For a lot of doctors when they decide to go into private practice, there is a question of whether to go into solo medical practice or a group medical practice.
Very often, the major concern doctors have is that their lack of medical experience can be a reason to not start a solo medical practice.
According to Steven Hacker, MD in his book The Medical Entrepreneur “I was worried because I didn’t understand medical billing. I was concerned that I might need “backup” if I didn’t know how to treat a patient. I didn’t think patients would want to come see me as their doctor. It is easy to understand why most people choose group practices over a solo practice. These concerns and fears are universal. They are also completely unfounded.”
This barrier to entry is a big one, however not insurmountable, as many physicians still choose the solo medical practice path. An American Medical Association study from 2015 shows that show that over 60 percent of physicians work in small practices of 10 or fewer physicians. The study estimated that approximately 17% of all physicians working are in a solo medical practice.
It is important to understand going in that there are many challenges to overcome in terms of licensure, choosing a location, setting up a team, purchasing office and medical equipment, marketing, and a whole host of other challenges that great most business people.
However, one of the key advantages is the complete control of your own business. As Laura Knobel explains in a blog for the AAFP “For one thing, I’m in control. Not only do I set my own schedule, I can fix problems without interference or going through channels.”
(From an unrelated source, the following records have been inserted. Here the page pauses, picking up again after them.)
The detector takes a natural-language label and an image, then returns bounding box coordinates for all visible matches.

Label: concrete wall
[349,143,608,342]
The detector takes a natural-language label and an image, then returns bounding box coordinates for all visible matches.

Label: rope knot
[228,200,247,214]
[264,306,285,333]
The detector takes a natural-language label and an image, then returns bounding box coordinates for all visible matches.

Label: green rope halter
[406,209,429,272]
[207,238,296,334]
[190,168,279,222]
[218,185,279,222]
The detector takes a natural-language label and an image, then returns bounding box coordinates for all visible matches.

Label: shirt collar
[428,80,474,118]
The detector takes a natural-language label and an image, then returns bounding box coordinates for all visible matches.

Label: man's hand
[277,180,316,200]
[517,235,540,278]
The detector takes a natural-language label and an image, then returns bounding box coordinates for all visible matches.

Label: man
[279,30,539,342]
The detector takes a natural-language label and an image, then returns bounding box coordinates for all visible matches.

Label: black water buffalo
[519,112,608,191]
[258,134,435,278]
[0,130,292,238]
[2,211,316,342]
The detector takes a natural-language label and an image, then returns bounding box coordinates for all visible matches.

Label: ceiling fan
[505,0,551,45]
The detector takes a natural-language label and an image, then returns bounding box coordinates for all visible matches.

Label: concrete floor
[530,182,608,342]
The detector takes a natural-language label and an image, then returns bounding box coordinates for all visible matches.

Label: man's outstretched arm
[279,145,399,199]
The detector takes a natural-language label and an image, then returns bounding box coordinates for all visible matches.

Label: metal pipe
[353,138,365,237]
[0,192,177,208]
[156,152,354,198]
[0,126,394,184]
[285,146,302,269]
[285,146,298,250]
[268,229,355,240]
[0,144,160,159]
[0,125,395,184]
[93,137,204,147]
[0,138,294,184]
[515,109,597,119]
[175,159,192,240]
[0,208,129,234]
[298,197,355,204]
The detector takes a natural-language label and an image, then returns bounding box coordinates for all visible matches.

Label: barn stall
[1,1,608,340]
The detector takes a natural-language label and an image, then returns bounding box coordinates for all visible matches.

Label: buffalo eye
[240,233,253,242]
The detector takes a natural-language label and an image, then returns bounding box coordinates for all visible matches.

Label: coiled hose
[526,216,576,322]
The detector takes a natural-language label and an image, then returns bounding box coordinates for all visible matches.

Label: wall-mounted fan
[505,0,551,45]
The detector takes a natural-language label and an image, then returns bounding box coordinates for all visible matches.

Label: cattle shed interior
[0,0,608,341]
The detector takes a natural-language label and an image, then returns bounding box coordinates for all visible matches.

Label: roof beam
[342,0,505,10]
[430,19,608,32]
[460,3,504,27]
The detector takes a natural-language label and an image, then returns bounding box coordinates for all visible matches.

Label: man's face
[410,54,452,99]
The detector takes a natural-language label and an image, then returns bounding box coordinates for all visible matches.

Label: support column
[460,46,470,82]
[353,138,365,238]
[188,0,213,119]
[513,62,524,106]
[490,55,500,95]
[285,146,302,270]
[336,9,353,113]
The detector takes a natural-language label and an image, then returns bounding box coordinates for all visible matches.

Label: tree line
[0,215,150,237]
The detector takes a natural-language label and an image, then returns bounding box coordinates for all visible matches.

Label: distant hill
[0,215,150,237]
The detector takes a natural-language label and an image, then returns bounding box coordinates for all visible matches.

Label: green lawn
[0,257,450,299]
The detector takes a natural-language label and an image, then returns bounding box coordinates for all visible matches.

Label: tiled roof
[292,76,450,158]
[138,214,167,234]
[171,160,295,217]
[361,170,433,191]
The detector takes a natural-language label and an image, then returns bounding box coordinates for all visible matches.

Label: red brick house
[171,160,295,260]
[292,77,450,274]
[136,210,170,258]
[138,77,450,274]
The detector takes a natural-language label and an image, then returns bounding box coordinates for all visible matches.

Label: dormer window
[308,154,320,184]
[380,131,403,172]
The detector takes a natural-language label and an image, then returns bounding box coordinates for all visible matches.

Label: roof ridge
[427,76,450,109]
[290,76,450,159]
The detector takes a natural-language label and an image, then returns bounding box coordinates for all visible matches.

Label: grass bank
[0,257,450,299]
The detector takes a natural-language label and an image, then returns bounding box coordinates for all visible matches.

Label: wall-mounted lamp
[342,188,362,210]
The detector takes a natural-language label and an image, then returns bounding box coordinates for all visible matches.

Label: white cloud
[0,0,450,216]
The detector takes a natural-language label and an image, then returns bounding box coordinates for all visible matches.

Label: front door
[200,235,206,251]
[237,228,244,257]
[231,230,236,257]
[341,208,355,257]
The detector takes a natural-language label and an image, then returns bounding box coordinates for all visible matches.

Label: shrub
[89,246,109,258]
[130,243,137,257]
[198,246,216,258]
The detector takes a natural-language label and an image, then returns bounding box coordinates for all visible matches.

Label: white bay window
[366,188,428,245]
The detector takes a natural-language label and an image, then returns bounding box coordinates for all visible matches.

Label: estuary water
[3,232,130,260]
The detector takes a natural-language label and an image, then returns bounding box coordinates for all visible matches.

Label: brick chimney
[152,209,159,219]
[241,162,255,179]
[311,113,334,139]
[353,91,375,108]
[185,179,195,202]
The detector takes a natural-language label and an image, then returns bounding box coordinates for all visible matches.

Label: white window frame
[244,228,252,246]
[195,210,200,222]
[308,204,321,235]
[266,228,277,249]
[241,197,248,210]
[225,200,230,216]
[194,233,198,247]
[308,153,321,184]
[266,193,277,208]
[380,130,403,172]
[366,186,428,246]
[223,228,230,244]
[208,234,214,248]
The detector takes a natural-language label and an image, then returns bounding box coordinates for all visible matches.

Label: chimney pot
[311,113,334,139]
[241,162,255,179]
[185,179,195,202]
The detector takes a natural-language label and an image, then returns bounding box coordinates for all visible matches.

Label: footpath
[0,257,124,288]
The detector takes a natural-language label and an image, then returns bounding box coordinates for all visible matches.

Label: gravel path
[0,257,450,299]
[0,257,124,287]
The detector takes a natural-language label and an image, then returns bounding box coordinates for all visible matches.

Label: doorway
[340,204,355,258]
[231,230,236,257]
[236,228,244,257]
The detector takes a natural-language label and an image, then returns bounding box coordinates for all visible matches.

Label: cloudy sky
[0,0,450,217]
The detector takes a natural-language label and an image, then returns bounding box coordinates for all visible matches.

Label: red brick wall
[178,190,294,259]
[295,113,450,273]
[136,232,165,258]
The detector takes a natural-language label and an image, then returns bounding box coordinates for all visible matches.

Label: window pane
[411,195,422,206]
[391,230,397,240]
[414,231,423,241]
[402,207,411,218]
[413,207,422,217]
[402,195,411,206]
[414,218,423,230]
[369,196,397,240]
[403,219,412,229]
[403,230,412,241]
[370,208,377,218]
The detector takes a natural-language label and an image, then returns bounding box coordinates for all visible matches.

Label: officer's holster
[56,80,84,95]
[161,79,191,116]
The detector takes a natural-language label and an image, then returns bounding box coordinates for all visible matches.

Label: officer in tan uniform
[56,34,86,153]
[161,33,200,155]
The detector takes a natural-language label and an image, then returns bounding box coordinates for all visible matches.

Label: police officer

She also believes that being the solo doctor increases the value of the bond with her patients. “More importantly, I have a stronger bond with my patients than I did as an employee in a large practice. When a patient seeks care in a group practice, he or she may not see the same physician every time. As a solo family doc, my patients know I am involved in all aspects of their care, even if they see the nurse practitioner.”
J. Scott Litton, MD writing for Physicians Practice explains the additional non-medical duties that are part of running your own solo medical “We in private practice must also monitor things that our employed colleagues do not have to worry with. The accounts receivable is constantly monitored by me. The IT equipment is also monitored by me. When supplies are needed, my staff informs me and the inventory is reviewed and new items are ordered as needed. While all [these] things are happening, I am still a family medicine physician and still see my own patients each day.”